Since she is so involved in school, her interest in this once in a lifetime opportunity was no surprise to her parents.

“[My parents] were super excited for me to go and they were so supportive,” Holden said.

HEFY provides a trip to Mozambique that includes a safari in Kruger National Park, a swim in the Indian ocean, and the main activity— building two classrooms for the students studying under trees and insecure structures.

The first activity under Sarah’s schedule was a safari in North Africa, where she got to experience the wilderness, as well as the difference of cultures between the United States and Africa.

After the safari, they went to Mozambique and started to tackle the whole reason for the trip– the building of classrooms.

“We would leave the hotel at around 8 a.m. and we would leave the worksite at around 7 p.m.,” Holden said.

HEFY started bringing work groups to this country because they discovered that in Maputo, Mozambique, there is one elementary school that about 2000 kids ages six to 14 rely on, but the school is very small.

There are a few classrooms that the community built themselves with sheet metal and tin, but they leak when it rains and many of the students don’t fit in the classroom.

When the group got to the work site, there were workmen who had already started building the classrooms with other groups.

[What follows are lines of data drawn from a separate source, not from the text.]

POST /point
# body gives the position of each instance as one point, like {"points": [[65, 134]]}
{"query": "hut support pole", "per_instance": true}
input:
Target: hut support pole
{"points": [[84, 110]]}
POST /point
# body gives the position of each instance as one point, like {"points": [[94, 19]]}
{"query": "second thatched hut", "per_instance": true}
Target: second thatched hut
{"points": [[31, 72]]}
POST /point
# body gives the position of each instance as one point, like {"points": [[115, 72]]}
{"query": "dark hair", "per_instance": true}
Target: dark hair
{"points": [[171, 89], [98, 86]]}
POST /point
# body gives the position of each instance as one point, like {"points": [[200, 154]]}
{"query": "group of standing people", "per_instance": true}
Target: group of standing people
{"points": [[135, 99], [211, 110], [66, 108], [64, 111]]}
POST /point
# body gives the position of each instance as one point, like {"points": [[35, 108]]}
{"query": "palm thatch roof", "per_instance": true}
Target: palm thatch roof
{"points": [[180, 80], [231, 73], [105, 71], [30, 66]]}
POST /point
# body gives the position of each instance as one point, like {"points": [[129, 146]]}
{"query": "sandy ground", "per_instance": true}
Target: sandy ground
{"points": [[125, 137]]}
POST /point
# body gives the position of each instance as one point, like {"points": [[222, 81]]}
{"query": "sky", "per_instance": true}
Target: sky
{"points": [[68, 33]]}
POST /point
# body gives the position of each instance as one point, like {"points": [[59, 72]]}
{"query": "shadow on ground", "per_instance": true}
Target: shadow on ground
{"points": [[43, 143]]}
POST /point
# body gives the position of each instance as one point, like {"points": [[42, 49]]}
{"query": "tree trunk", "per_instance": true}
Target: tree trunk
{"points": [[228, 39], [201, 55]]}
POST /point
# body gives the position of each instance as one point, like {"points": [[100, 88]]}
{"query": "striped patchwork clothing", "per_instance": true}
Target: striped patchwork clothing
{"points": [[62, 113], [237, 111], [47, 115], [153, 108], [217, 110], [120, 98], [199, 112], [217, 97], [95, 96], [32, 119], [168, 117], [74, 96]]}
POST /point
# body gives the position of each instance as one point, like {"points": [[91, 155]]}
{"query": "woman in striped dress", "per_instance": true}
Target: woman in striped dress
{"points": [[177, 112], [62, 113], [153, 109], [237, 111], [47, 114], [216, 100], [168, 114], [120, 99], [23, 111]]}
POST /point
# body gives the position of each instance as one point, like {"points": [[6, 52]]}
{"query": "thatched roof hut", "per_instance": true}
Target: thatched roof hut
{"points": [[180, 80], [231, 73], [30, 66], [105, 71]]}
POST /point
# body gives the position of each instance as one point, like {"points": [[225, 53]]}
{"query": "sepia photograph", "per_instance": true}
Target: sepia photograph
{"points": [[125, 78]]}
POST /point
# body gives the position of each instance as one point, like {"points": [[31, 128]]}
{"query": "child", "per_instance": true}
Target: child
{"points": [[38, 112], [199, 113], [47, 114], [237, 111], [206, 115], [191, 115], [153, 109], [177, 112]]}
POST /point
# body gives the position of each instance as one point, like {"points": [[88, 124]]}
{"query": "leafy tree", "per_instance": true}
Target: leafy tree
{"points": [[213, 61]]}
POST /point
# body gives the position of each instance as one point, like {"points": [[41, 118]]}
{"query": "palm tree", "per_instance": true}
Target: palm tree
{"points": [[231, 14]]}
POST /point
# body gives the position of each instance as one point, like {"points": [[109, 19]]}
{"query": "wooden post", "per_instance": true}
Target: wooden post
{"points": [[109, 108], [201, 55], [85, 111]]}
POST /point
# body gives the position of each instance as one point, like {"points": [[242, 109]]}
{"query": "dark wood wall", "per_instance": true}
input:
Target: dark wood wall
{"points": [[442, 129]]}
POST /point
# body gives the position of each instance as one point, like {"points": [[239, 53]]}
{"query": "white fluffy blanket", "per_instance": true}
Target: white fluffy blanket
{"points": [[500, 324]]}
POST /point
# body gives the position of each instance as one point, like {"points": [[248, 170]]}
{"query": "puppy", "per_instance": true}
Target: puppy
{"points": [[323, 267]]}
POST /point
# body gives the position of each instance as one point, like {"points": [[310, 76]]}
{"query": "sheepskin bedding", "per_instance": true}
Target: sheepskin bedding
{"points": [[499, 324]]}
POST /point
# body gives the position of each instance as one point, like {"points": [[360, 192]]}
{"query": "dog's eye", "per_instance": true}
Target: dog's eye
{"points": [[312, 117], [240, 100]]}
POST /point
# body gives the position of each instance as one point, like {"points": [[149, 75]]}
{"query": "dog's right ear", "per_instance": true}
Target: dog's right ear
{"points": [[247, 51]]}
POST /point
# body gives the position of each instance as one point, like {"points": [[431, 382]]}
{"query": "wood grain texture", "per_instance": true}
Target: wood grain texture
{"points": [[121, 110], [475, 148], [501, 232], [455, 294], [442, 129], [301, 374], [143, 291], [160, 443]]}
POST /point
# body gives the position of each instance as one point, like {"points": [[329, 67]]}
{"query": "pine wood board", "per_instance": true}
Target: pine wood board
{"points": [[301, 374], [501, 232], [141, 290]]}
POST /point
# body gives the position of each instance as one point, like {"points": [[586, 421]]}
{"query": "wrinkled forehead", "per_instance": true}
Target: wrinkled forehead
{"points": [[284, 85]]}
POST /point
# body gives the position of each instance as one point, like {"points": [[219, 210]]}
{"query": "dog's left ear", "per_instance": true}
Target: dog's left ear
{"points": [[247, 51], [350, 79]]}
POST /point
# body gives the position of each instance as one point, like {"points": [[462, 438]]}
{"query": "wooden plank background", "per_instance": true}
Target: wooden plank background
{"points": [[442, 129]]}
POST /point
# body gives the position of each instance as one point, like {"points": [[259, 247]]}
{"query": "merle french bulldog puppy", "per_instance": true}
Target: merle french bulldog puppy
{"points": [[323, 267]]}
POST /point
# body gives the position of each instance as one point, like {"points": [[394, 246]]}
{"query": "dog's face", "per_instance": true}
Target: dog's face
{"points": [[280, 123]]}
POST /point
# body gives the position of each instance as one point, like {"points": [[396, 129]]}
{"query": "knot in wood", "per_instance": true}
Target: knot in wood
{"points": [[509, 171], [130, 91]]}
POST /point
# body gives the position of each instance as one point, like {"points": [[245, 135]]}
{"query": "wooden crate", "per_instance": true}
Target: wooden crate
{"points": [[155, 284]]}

The workmen then explained how to correctly mix and lay bricks in order to successfully build the classrooms. Each of the volunteers were given different jobs and Sarah had a very important part.

“My job on the worksite was to mix the cement, which was actually very hard to do,” said Holden.

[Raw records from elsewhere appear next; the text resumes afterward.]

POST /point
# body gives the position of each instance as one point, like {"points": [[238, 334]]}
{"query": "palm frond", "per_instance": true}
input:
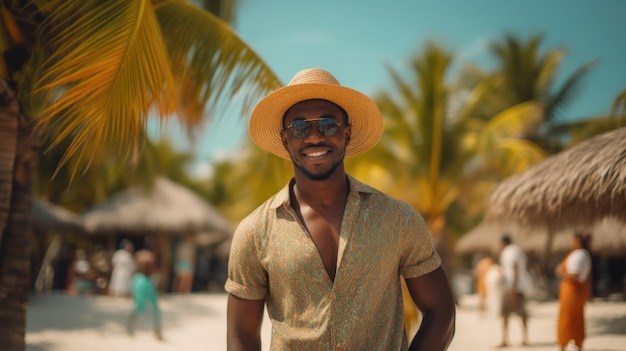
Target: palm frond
{"points": [[568, 90], [108, 68], [210, 63]]}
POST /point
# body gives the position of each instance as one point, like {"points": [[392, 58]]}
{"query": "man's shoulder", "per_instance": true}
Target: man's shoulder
{"points": [[377, 195], [267, 208]]}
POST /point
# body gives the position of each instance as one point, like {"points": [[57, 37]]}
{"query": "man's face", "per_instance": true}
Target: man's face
{"points": [[314, 154]]}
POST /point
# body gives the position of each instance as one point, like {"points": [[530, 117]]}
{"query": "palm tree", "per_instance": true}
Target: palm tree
{"points": [[526, 74], [428, 155], [91, 73]]}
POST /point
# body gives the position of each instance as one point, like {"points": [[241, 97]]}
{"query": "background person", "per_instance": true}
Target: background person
{"points": [[184, 265], [144, 294], [513, 269], [327, 253], [123, 264], [574, 291], [480, 275]]}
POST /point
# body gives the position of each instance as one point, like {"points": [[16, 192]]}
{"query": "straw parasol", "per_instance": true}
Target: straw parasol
{"points": [[576, 187], [167, 207], [47, 216], [609, 238]]}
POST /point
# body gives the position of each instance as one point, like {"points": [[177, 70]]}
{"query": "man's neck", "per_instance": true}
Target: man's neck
{"points": [[323, 193]]}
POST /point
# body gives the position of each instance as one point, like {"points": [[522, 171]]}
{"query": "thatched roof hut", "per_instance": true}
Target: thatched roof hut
{"points": [[47, 216], [576, 187], [609, 238], [167, 207]]}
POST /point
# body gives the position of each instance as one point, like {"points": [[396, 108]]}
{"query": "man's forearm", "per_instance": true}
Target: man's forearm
{"points": [[435, 332]]}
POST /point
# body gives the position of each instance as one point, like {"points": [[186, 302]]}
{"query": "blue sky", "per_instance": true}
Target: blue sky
{"points": [[354, 40]]}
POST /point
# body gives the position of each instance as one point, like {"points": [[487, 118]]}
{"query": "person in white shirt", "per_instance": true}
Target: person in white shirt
{"points": [[123, 264], [513, 269], [574, 291]]}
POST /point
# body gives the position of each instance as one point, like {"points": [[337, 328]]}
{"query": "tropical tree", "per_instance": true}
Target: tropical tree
{"points": [[433, 153], [524, 73], [90, 73]]}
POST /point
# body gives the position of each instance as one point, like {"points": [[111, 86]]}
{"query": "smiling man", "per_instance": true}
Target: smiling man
{"points": [[327, 253]]}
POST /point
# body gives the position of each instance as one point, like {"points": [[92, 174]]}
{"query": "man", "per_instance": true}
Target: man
{"points": [[513, 266], [326, 253]]}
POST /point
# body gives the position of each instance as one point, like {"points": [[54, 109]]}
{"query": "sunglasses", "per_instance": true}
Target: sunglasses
{"points": [[327, 126]]}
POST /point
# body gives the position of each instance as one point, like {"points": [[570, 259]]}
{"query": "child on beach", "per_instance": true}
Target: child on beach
{"points": [[144, 293]]}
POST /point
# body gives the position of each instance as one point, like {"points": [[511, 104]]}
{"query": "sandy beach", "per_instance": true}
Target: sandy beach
{"points": [[57, 322]]}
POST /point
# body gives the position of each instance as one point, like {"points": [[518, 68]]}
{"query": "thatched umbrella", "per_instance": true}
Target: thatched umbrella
{"points": [[609, 238], [167, 207], [576, 187], [47, 216]]}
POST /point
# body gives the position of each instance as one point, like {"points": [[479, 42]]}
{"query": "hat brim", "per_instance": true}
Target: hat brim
{"points": [[265, 122]]}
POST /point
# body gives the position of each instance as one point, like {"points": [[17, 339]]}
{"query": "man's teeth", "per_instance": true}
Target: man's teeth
{"points": [[316, 154]]}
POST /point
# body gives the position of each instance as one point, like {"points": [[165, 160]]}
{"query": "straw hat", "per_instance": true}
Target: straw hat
{"points": [[266, 119]]}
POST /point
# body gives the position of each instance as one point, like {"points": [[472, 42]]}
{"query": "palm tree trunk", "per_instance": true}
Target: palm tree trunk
{"points": [[18, 155]]}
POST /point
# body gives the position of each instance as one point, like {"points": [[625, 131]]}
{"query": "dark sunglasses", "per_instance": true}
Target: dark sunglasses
{"points": [[327, 126]]}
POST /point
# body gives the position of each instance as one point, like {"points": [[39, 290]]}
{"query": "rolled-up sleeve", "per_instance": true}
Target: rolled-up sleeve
{"points": [[247, 279], [419, 256]]}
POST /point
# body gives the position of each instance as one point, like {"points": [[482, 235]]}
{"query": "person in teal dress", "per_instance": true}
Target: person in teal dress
{"points": [[144, 293]]}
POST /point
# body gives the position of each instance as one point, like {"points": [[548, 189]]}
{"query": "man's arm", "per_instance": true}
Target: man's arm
{"points": [[243, 320], [432, 295]]}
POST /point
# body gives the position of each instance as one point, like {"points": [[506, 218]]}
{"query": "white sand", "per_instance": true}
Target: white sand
{"points": [[57, 322]]}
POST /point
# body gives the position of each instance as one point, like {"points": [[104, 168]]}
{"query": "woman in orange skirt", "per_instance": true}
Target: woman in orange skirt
{"points": [[574, 291]]}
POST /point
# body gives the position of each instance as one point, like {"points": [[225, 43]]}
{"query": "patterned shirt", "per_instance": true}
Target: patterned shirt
{"points": [[381, 239]]}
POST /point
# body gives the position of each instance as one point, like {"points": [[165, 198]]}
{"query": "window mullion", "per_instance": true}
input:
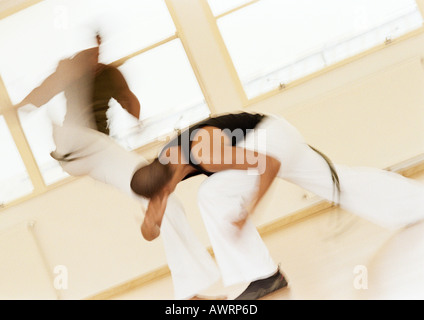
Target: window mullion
{"points": [[12, 120]]}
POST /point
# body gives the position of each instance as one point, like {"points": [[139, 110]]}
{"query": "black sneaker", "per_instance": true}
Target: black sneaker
{"points": [[260, 288]]}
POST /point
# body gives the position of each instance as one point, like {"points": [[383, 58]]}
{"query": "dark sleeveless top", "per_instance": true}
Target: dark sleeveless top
{"points": [[235, 125], [108, 84]]}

She was also given the job of laying down bricks and plastering the wall to make insulation for the building.

As one may guess, she wasn’t sleeping on nice hotel beds or eating restaurant food, but instead she slept in a hut and ate the same thing every day.

“In South Africa we stayed in these little huts, which was really cool, and in Mozambique we stayed in a hotel that I shared with four roommates,” Holden said.

All of the volunteers that attended the trip ate chicken and rice every day, which they could barely force down by the end of the trip.

“I can’t really eat [chicken and rice] anymore without getting sick,” Holden said.

After they were done building classrooms for the day, they would visit different families and hear the stories that they would share. Not only does visiting families and hearing their story make it a very heartfelt moment, but Sarah also made special connections with the kids that were watching her build classrooms at the worksite.

“I had a very special connection with the kids that go to school at the worksite and I was able to earn their trust week by week,” Holden said

Being in Africa for two weeks and getting to meet new people can end with everyone making new memories that you will remember for the rest of your life.

“I love being with the kids at the worksite so much, they are all so funny and cool,” Holden said.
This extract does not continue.